Here are 5 Activities to Engage Your Emergent Readers!

Phonemic Awareness
What is phonemic awareness?
Phonemic Awareness is an essential early reading skill for emergent readers. While phonics is more about written letters and sounds, phonemic awareness focuses on oral, spoken word. When teaching phonemic awareness, your students will play with sounds in a variety of ways to manipulate, substitute, and hear isolated sounds. It is also an essential skill to develop before a student can learn to read or improve their reading skills.
Phonemic awareness activities and skills include rhyming, blending, identifying sounds, and more. Read about different phonemic awareness skills and activities to implement in your classroom.
Segmenting and Blending
Blending involves pulling together individual sounds or syllables within words while segmenting involves breaking words down into individual sounds or syllables. Both skills are invaluable to emergent readers!
These skills work hand and hand with phonemic awareness. While phonemic awareness is more about oral formation of sounds, segmenting and blending incorporate both spoken and written activities.
Blending card sets are helpful in introducing these skills and strategies to your readers. When it comes to putting together and pulling apart sounds, incorporate multiple steps and strategies to make sure your learners are getting practice elongating and connecting sounds.
Learn more about using segmenting and blending to teach your readers!
Group Writing Activities
Writing and reading are very much connected in Language Arts. Using group writing activities will get your readers involved and engaged! Start by dictating a class story, having a person of the day recite a sentence, then have your students (as a class) recite and write the sentence.
You may also have students use words with the “sound of the day” to form sentences. It’s just as important to recite the sentence as to write it for your emergent readers. If you don’t want to do this with the whole class, consider making this activity part of small group reading.
Read Aloud with an Emphasis on Reading Comprehension
Do not underestimate the power of reading aloud to all levels of readers!
Sometimes, it’s just fun to read an engaging text aloud to your students, but why not use read alouds as an opportunity to help your emergent readers focus on comprehension skills?
Text Structure
When it comes to nonfiction text, the first thing I want my readers to notice is what the text structure is. This not only helps them follow the pattern of the story; it also leads to the main idea. For young readers, I focus on compare and contrast, chronological order, and cause and effect text structures.
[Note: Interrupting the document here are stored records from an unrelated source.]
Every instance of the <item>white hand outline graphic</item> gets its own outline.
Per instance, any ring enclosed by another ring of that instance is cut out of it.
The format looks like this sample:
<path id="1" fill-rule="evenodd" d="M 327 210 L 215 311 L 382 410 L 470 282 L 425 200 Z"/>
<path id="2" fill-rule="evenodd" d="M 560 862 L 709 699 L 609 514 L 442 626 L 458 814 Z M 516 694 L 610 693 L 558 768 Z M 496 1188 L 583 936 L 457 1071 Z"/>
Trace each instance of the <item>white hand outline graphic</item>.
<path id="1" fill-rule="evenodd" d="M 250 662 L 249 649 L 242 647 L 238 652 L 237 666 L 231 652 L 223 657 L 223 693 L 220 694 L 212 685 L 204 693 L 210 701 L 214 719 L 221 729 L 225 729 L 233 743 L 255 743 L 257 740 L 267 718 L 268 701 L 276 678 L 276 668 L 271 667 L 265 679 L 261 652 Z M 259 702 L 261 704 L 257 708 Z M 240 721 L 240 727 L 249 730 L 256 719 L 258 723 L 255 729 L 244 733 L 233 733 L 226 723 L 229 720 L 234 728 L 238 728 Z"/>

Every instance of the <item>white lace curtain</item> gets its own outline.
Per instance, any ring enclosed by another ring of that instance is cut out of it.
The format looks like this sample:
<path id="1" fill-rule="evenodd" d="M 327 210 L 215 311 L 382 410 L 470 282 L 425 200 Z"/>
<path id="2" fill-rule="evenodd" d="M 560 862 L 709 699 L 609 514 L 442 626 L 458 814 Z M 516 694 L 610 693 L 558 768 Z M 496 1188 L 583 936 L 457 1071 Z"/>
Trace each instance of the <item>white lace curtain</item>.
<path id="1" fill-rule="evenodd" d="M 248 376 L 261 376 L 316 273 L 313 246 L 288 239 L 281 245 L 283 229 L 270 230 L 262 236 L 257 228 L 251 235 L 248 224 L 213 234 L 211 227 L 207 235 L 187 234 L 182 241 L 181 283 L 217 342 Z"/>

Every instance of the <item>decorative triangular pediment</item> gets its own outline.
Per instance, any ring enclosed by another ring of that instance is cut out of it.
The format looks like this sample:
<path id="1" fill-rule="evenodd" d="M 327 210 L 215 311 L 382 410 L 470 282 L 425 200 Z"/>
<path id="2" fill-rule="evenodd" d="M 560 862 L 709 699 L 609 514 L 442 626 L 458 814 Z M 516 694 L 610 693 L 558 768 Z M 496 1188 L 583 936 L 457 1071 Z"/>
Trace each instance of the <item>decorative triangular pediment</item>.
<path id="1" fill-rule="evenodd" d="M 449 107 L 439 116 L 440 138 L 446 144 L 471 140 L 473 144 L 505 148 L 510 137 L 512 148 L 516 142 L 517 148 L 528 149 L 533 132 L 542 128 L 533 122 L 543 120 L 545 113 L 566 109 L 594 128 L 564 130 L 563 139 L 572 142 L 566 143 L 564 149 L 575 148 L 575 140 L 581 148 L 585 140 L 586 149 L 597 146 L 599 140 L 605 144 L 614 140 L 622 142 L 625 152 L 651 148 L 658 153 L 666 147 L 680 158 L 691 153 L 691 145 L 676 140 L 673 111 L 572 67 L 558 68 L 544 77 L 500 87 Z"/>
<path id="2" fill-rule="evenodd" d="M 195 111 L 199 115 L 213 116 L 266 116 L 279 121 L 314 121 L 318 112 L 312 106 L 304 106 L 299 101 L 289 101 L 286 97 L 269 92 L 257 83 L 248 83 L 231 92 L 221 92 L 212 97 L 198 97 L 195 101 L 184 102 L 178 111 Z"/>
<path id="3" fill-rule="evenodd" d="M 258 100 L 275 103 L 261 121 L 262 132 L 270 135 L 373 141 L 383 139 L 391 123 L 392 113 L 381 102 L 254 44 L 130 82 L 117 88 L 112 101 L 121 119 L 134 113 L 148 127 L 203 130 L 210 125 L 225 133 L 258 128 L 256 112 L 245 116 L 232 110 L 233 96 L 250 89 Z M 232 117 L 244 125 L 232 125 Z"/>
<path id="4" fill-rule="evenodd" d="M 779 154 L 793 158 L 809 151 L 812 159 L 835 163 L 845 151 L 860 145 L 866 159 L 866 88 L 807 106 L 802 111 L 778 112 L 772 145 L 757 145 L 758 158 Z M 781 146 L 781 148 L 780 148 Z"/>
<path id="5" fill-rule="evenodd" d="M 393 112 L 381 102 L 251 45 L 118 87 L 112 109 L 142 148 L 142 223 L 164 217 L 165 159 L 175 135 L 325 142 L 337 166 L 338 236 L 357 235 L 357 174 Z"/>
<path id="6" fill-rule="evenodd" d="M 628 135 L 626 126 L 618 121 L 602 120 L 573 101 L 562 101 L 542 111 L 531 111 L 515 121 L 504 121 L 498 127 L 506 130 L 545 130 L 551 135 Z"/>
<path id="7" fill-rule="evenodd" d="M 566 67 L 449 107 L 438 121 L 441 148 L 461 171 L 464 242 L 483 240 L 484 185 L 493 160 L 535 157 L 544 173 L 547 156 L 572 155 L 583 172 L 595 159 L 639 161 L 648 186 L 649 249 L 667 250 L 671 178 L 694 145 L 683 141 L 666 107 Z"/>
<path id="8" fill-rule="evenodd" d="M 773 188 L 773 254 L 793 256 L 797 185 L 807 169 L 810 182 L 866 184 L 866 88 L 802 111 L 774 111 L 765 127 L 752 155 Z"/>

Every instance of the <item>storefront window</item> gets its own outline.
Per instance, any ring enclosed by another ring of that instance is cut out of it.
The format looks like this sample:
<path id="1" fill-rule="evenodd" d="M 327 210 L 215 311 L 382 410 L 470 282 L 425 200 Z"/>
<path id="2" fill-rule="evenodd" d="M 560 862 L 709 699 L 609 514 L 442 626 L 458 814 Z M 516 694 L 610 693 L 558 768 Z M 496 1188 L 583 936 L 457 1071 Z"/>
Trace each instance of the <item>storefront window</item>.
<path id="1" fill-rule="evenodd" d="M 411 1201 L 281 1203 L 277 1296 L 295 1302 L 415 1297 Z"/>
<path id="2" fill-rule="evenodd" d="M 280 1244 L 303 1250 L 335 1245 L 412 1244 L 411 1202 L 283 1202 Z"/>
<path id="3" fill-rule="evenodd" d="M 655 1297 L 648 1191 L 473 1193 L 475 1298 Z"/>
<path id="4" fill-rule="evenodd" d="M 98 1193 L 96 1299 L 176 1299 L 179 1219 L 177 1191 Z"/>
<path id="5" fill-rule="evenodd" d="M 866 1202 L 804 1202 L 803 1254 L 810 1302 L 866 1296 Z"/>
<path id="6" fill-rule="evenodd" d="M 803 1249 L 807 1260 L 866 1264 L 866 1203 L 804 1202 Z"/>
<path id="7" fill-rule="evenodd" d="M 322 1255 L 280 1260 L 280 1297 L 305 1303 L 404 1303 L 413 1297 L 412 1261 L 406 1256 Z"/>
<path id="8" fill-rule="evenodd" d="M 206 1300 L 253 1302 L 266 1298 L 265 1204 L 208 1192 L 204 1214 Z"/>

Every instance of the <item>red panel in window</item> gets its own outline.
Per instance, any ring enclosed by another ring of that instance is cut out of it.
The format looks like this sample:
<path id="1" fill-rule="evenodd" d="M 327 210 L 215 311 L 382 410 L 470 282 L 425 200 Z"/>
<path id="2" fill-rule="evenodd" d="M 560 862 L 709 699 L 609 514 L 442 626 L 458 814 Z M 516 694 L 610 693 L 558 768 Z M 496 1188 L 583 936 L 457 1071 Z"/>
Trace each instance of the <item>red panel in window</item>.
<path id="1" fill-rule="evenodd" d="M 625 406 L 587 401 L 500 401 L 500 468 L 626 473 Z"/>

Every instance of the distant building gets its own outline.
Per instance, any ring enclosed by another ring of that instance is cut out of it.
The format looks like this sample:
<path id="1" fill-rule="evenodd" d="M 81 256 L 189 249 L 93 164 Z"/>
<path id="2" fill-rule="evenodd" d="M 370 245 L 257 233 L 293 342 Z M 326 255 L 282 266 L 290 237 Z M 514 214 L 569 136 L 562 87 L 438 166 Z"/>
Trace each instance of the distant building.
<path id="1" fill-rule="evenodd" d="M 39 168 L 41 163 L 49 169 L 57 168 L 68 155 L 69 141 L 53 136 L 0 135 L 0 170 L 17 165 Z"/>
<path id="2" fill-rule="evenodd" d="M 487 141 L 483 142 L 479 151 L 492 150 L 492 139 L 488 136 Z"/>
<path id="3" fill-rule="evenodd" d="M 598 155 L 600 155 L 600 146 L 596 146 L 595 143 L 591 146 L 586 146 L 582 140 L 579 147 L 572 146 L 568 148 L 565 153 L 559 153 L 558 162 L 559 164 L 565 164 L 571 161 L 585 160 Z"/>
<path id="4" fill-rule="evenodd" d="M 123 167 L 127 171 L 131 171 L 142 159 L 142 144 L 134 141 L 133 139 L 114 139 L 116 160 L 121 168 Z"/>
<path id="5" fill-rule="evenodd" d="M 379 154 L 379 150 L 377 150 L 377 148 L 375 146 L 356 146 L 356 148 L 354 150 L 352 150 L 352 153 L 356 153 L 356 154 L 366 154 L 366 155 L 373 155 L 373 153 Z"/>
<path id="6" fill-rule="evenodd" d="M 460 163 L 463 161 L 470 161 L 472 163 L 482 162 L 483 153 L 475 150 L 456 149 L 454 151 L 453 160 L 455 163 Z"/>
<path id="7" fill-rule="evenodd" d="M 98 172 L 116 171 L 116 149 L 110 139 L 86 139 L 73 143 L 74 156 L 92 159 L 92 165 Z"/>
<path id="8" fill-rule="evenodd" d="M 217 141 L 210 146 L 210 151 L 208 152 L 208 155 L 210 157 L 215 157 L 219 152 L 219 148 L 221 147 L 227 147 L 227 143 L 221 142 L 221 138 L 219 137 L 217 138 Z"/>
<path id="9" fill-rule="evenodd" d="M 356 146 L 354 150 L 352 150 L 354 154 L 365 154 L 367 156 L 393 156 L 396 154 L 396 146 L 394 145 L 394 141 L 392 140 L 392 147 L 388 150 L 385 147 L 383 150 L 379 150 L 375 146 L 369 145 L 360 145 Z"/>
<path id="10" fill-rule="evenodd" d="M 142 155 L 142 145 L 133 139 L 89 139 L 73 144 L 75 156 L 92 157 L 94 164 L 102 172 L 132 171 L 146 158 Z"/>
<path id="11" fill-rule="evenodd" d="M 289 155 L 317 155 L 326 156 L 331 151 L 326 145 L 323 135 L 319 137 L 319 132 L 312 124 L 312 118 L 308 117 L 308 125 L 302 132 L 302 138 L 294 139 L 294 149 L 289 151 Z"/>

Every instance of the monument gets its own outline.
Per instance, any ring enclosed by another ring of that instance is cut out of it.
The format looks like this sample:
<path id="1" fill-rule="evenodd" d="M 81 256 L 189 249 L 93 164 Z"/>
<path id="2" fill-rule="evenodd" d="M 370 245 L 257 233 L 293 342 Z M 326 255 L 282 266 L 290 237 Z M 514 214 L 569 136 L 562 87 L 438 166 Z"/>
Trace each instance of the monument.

Using graphic organizers to organize ideas in a passage can certainly help your readers follow the pattern and understand ultimately what a text is about.
For fiction, I recommend using read alouds to help your young readers identify story structure. Try a basic plot chart where your students will identify characters, setting (time and place), the main problem, the climax (turning point), and the resolution. Even if you don’t use sophisticated terminology to start, teaching the parts of a narrative story will help your learners understand what happens in given text.
Practice Reading Decodable Texts
Decodable text follows a certain scope and sequence and centers around certain word families. The purpose of decodable text is to give students a lot of practice with specific phonics patterns. Unlike predictable or patterned text, you’re repeating word patterns rather than sentence structure patterns.
Using decodable text is a great way to review word families, introduce new patterns, and have students read aloud in small groups. Learn more about using decodable texts in your reading instruction.
Your emergent readers are counting on you! Providing phonemic awareness, phonics instruction, and focus on reading comprehension for these new readers will leave your readers excited and engaged in reading class! Try these 5 Activities to Engage Your Emergent Readers in your K-2 classroom!